Originally published in Bridge Design & Engineering, www.bridgeweb.com | ISSUE 83 | 2016. Click the image above for article PDF.
Nearly every major bridge design these days includes a shared-use path for walkers and cyclists. But the growing volume of commuters has also created challenges for bridge owners with existing structures. More foot traffic dictates shared spaces with requirements for clear widths up to 4.6m. The impact of this on loading has prompted owners and engineers to seek alternatives to conventional materials like concrete. A number of communities have begun adopting fibre-reinforced polymer systems for cantilever footpaths, first used on the Art Deco Tower Bridge in Sacramento, California almost a decade ago.
“Even if a vehicle bridge has a footpath, it’s typically just 900mm wide; too narrow to safely support modern volumes of bicycle and pedestrian traffic,” says Scott Reeve, president of Composite Advantage. “Dead load weight limits rule out wider concrete footways and installing a separate bridge is costly.”

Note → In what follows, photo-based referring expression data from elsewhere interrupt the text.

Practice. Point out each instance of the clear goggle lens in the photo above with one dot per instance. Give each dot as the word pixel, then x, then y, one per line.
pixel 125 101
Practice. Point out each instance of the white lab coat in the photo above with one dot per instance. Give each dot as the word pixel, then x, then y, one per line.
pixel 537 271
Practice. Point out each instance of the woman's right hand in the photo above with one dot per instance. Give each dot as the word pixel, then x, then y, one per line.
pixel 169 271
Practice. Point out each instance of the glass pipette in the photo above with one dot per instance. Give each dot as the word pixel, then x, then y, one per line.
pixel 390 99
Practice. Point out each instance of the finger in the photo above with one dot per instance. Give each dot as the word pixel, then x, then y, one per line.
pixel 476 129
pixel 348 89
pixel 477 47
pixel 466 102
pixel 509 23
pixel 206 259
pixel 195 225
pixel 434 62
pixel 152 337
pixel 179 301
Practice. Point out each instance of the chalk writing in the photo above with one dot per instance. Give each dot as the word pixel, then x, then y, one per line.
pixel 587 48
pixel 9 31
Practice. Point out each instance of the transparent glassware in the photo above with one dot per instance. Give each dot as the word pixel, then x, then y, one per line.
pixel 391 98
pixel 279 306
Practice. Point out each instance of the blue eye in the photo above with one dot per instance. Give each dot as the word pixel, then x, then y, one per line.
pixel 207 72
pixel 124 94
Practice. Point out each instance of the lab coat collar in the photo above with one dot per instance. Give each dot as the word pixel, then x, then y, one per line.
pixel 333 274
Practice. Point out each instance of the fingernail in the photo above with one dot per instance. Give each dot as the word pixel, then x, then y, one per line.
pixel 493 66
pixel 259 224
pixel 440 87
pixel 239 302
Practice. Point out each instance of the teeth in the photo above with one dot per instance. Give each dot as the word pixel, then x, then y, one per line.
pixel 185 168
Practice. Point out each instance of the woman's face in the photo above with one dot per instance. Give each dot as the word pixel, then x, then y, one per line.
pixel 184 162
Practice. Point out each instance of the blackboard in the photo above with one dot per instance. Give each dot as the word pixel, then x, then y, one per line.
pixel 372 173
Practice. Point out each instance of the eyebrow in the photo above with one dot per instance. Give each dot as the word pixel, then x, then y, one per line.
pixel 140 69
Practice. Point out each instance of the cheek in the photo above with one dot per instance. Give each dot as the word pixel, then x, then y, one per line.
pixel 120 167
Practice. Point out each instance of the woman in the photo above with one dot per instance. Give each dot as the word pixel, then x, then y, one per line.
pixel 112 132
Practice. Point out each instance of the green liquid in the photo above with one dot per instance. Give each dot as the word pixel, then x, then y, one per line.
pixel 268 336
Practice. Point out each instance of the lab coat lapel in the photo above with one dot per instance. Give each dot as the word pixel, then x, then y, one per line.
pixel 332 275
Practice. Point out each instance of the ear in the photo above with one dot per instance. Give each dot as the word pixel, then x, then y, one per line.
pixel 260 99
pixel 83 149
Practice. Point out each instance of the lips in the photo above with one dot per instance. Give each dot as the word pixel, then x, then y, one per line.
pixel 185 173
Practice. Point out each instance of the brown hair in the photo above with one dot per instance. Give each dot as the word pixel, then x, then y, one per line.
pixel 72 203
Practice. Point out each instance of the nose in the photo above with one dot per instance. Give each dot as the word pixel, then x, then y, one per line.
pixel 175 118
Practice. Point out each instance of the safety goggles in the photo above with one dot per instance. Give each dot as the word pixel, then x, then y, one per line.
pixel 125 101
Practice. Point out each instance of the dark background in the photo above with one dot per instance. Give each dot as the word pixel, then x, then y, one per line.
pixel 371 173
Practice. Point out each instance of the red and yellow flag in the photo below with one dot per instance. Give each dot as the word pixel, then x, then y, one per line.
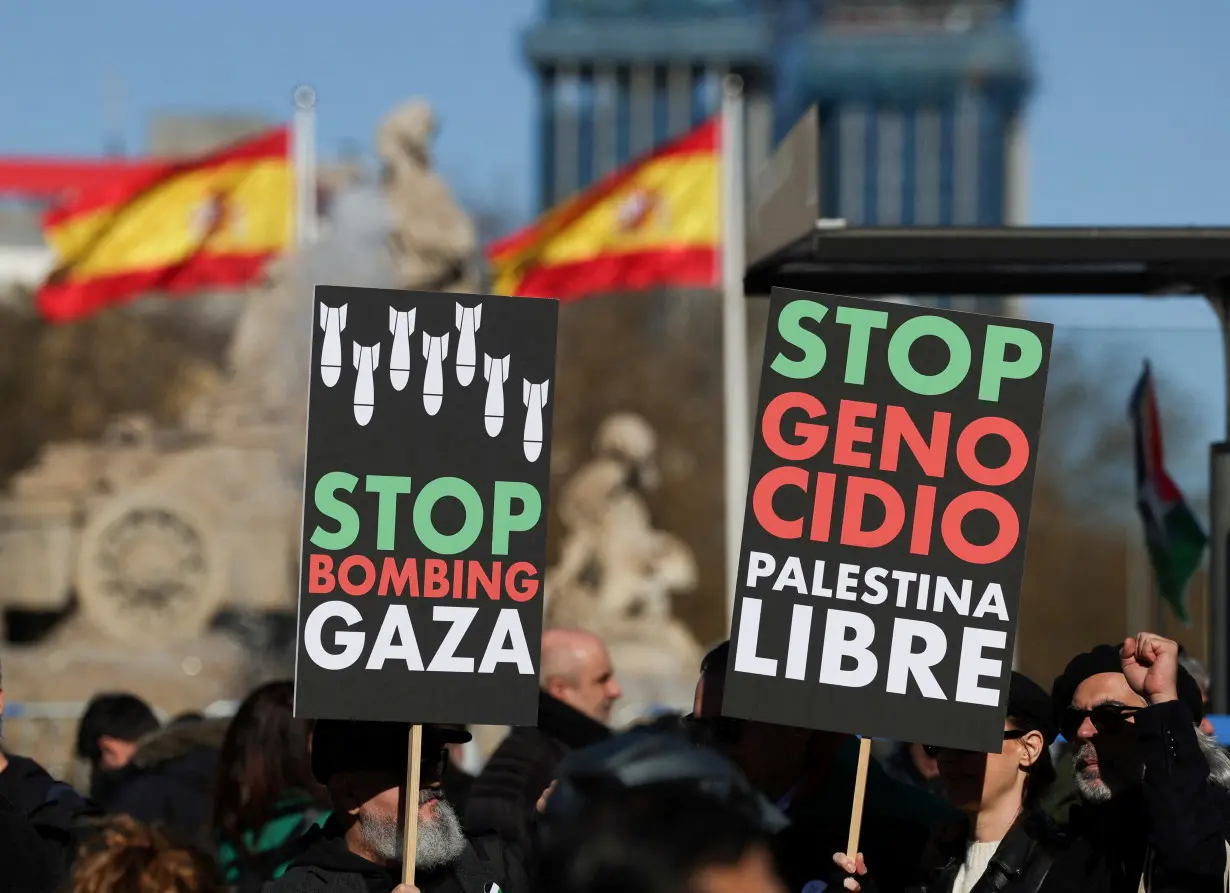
pixel 652 224
pixel 174 228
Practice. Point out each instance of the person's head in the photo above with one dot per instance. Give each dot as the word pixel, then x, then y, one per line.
pixel 577 670
pixel 1203 679
pixel 1095 710
pixel 658 839
pixel 773 757
pixel 1020 773
pixel 262 758
pixel 111 730
pixel 127 856
pixel 363 766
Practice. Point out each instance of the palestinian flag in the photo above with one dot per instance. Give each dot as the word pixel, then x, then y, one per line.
pixel 1172 534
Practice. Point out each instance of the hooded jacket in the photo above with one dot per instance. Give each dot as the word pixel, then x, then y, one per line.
pixel 325 865
pixel 504 795
pixel 171 779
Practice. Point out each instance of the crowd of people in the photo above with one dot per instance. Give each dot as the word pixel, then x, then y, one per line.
pixel 1111 781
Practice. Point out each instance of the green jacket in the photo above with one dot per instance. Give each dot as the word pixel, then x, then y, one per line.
pixel 263 855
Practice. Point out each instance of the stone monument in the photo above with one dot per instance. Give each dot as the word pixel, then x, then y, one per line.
pixel 616 573
pixel 156 530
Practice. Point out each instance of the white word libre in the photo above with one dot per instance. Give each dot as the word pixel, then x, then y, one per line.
pixel 396 640
pixel 903 661
pixel 930 593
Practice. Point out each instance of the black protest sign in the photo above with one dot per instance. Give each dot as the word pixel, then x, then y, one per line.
pixel 424 507
pixel 888 501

Fiberspan deck panels which are produced by Composite Advantage weigh between 0.2kN/m2 and 0.4kN/m2, an 80% weight saving when compared to reinforced concrete decking. The entire system consisting of stringers, deck and railing can weigh as little as 0.6kN/m2. The support is typically gussets that act as floor beams at diaphragms or trusses or extension at piers providing for a mini superstructure. Railing attaches directly to the FRP decking. Components are prefabricated for accelerated construction and lower installation costs. Functional features like a cross-slope, non-slip wear surface, drainage scuppers, grating, curbs, light posts supports and electrical boxes are added during shop fabrication. Lower life cycle costs and zero maintenance make the system attractive.

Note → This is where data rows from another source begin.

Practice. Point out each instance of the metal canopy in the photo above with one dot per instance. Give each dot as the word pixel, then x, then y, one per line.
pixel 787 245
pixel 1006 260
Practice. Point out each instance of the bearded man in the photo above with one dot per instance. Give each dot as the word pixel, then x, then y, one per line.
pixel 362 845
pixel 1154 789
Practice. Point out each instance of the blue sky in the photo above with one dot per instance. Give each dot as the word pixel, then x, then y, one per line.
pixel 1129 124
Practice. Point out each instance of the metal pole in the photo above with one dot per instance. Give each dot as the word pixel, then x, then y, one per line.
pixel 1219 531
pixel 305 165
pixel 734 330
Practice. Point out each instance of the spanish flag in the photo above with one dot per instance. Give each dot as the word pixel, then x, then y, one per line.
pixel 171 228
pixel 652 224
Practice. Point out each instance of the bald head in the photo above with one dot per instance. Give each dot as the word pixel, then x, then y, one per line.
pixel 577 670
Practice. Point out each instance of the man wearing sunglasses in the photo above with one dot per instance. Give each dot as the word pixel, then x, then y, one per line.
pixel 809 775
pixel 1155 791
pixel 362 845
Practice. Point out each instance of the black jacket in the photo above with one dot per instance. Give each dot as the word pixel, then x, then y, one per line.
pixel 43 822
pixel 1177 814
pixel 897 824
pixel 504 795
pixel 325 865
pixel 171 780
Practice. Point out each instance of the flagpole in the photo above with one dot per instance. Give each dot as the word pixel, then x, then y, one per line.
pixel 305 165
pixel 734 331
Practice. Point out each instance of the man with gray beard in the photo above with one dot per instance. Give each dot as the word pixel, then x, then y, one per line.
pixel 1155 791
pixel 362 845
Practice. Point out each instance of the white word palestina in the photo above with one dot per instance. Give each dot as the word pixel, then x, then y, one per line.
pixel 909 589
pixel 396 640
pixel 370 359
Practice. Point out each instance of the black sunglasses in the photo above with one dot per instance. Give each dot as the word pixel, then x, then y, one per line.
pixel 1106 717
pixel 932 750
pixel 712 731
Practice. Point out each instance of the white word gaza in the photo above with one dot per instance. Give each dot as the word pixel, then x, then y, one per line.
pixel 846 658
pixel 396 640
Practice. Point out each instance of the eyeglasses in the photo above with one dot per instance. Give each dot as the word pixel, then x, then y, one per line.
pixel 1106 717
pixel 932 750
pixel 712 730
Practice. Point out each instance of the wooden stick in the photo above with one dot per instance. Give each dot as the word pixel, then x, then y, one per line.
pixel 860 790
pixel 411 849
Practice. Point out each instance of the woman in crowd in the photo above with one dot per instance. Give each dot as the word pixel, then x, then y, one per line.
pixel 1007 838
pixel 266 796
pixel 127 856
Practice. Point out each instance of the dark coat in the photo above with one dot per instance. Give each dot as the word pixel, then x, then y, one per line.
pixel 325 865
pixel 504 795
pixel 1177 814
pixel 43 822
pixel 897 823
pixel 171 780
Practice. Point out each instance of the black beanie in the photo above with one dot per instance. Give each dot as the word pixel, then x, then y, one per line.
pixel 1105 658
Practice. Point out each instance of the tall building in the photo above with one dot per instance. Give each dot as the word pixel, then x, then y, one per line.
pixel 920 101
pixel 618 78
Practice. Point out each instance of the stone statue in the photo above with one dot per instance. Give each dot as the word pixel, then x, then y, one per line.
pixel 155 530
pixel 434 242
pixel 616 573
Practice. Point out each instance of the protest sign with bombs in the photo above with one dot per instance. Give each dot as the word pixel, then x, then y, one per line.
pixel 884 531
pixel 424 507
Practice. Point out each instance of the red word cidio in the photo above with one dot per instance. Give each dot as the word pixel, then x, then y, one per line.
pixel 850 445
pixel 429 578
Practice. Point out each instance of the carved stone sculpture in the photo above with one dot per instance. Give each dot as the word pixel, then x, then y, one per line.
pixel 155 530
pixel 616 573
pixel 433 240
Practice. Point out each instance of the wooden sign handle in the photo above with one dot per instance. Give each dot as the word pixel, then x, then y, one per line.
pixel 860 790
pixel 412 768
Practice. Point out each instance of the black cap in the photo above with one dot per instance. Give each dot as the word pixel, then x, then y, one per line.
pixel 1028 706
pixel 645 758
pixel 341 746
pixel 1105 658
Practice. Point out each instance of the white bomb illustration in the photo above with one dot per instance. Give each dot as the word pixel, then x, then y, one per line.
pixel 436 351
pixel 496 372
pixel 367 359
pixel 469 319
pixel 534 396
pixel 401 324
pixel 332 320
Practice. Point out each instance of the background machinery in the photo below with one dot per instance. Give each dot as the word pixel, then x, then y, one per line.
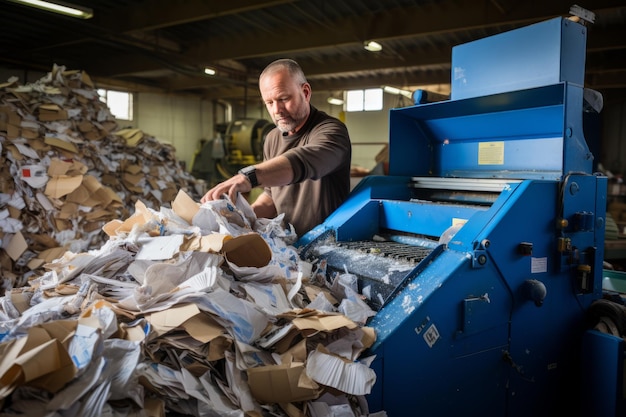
pixel 482 250
pixel 238 144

“A lot of bridges are good candidates for an FRP cantilever,” notes Reeve. “Structures with small concrete footways are typically attached with supports to the exterior girders or trusses. That makes it easier to calculate whether or not the bridge has the structural capacity to handle the increased live load. On a wider FRP footpath with little dead load, the combined load may actually be less on a vehicle bridge than the original concrete footpath dead load plus narrow width live load. Basically, you can minimize dead load with FRP, build a wider footpath and accommodate more people.”
The Wilson-Burt Bridge in Niagara County, New York, has benefitted from this technology. This 135m-long bridge over Eighteen Mile Creek was flagged as unsafe in 2008 by the Department of Transportation. As an interim measure, the county spent US$400,000 on repairing a broken pier and the bridge was closed again in 2014 for a total rehabilitation project with a budget of US$4.2 million, including a new, wider footway.
“The footpath was old; crumbling from wear and tear and it was too narrow to support modern traffic requirements,” says Reeve. “Our lightweight Fiberspan product made it possible for designers to increase clear footpath width to 1.7m and maintain a combined load less than the original weight.”
The cantilever footway was designed to support a live load of 4kN/m2 while minimising deflections to less than 6mm, and handling a temperature differential of 38°C. Twenty prefabricated footway panels were delivered for installation on floor beams. For the increased width, W8 beams were bolted on top of the original, short beams extending perpendicular from the exterior girders. The footway panels were manufactured with a 1.76% cross-slope top surface for water drainage; an easier and more cost-effective approach than sloping support beams or installing shims. The 6.7m-long panels have a shop-applied non-slip surface. Steel connection points were embedded in the deck to attach the railing directly to the footway panels and internal steel members provide the right material for concentrated loads. The new 1.7m-wide, 135m-long cantilever footpath was reopened at the end of last year.
There are situations where adding a cantilever footway may not be appropriate. Owners considering it will first need to look at the structure’s original calculations to determine if the bridge has the capacity to handle additional live load. A bridge inspection may also be required to evaluate condition and verify strength calculations. If the footway is to be assembled on one side of a movable bridge, engineers also have to consider the effects of torsion. An extreme example might be a movable bridge in an urban area where full live load is reached during special events. There may be limits to how much increased live load a suspended bridge component can handle.
“If there is no existing footpath, the required additional live load may also limit its width,” Reeve says. “For example, a 4.6m-wide shared space may be desired but load safety factors won’t allow. Without an existing footpath, a new support structure must be attached to the exterior girders or trusses. Connecting to steel girders is simpler than connecting to concrete girders.”
“For bridge owners it really comes down to this,” explains Reeve. “If a bridge doesn’t have a footway or can’t take the additional load, it may be more cost-effective to construct a new pedestrian bridge. However, if the pedestrian crossing is longer than 61m, and the bridge will need additional piers in the water to support the span, this can become very expensive. What we’re finding in the field is that the majority of bridges can accommodate a lightweight cantilever sidewalk."